Originally Posted by JonM
The problem you find with most optics and why you can't get a good 1000+ yardage is elevation. I can't think of a single sub 500$ scope that tracks true with enough elevation to get to 1000 yards much less over other than the pu and posp soviet style. That's why I said mosin pu sniper. The probkem comes from scope design where the entire image moves for windage elevation. In the pu posp designs the reticle moves around not the whole image.this gives a lot of room for elevation that tracks true which is why the pu can be so cheap for its ruggedness and reliability.
Your hurdle isn't the gun its the optics. Pretty much any credible caliber can be done pretty cheap in a decently accurate rifle. Its when you go looking at optics the real problem with scope offerings arises.

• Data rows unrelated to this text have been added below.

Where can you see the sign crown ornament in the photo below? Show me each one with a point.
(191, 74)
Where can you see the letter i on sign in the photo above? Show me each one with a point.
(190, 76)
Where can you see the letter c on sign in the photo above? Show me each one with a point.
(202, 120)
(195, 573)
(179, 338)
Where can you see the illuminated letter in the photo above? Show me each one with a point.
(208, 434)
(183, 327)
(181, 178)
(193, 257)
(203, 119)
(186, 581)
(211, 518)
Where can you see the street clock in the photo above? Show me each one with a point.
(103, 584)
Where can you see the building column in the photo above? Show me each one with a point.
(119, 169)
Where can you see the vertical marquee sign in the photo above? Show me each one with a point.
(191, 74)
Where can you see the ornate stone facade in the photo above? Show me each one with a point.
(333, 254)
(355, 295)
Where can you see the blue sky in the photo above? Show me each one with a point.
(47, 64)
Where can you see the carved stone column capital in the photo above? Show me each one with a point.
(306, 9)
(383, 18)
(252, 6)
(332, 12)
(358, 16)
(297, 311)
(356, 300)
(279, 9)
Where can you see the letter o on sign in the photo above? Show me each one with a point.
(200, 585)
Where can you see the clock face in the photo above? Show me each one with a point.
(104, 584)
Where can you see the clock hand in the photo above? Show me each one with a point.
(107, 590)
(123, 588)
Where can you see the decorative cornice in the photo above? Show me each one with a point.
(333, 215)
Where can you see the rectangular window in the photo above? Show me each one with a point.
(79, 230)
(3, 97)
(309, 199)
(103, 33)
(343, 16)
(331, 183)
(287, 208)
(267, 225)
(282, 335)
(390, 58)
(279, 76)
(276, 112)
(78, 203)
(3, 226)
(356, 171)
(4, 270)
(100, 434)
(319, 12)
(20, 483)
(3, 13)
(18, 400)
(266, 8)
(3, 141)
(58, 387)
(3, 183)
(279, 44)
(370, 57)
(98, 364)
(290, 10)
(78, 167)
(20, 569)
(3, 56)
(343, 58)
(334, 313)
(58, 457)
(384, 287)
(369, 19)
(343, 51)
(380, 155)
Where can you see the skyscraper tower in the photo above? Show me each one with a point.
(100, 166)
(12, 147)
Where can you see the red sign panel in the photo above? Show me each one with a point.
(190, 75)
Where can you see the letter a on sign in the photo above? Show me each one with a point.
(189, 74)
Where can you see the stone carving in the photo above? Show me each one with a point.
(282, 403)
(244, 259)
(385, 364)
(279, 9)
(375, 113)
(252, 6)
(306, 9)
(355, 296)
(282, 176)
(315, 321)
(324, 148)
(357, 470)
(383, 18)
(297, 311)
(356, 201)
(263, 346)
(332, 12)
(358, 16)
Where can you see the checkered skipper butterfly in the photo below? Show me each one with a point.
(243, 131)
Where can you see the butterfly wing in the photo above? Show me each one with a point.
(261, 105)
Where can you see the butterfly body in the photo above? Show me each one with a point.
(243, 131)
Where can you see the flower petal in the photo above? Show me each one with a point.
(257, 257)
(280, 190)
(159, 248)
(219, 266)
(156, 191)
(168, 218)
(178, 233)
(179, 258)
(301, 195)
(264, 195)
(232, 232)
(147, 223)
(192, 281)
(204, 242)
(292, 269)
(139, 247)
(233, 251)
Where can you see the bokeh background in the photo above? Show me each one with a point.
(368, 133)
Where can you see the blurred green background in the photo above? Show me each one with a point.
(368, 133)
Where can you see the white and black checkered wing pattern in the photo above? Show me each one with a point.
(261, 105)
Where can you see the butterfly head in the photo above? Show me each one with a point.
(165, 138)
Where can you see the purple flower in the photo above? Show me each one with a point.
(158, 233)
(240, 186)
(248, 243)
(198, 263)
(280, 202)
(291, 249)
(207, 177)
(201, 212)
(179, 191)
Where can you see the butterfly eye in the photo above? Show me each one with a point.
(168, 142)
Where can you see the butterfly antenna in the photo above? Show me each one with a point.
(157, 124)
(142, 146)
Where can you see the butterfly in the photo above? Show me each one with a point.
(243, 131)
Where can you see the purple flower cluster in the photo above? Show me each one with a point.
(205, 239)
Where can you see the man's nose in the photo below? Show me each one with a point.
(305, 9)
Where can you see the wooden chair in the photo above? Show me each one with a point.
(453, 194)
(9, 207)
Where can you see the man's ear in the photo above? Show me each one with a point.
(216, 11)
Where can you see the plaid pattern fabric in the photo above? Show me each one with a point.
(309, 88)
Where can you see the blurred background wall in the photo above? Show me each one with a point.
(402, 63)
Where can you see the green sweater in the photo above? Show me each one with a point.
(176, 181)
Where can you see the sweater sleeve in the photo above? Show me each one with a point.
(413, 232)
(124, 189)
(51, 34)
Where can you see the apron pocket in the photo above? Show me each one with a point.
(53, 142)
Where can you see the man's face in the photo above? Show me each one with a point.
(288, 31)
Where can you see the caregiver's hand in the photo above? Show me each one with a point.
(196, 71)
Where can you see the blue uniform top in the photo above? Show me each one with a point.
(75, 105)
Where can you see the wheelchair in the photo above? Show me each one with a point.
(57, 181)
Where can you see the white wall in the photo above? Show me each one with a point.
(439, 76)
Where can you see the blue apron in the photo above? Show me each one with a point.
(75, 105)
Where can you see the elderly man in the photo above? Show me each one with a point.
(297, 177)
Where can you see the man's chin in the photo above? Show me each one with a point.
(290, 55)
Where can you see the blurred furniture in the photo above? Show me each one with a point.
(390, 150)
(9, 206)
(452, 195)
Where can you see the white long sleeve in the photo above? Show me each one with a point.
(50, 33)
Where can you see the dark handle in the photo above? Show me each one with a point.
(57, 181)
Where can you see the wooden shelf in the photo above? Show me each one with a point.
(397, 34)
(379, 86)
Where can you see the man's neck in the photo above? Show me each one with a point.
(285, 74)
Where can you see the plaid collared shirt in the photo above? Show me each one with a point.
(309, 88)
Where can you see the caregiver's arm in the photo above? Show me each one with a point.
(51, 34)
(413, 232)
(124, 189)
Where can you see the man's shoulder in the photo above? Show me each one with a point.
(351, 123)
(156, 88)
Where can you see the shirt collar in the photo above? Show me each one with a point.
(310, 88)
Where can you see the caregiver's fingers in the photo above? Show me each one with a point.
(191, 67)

When you buy a budget scope they are designed to be zeroed and left alone for hunting purposes. When you start expecting each click to be a certain value each time ESPECIALLY at near the end of the dial you run into issues with cheap scopes. They simply don't track well.
I've been through a LOT of optics and tracking at the end is always the problem. I do my testing on a 80 inch target with the aim point at the base I start at max or near max elevation shoot a group move 2 moa and shoot again groups should be two inches apart. I've yet to see anything other than trijicon aimpoint rds and nightforce optics succeed doing this and do it accross the entire range.
That being said you can work around by zeroing at those ranges and try and count clicks needed but they aren't going to equate to the advertised click setting.
I do have cheaper scopes like nikons (a favorite of mine) but I don't expect them to perform at extremes.
Anyway my point is you can find a cheap rifle capable of hitting at distance but your not going to find a cheap optic that can do what I'm assuming your wanting.
Great post! The only Mid range scopes I've used that are repeatable as far as clicks are Sightron SII big sky. Even then, to achieve 1000 yards with my HB .308 I would need a 10MOA base. The other big factor is passing 800 yards the bullet goes subsonic, making it more unpredictable because of natural forces.
Old, as in WW2 era scopes all have one thing in common, except U.S. made optics. The Reticule moves, not the sight picture as Jon stated. PU and PSO scopes have many advantages to the shooter. PSO scopes have a great manual rangefinder in the lower corner. I've got a PU 91/30 and a Zeiss Zeilver that are both 800 yards scopes at 3.5 and 4x respectfully. The fact that they are cammed for a specific round and platform make them superior in ways to what is produced today. Simplicity! They let the shooter concentrate on the target.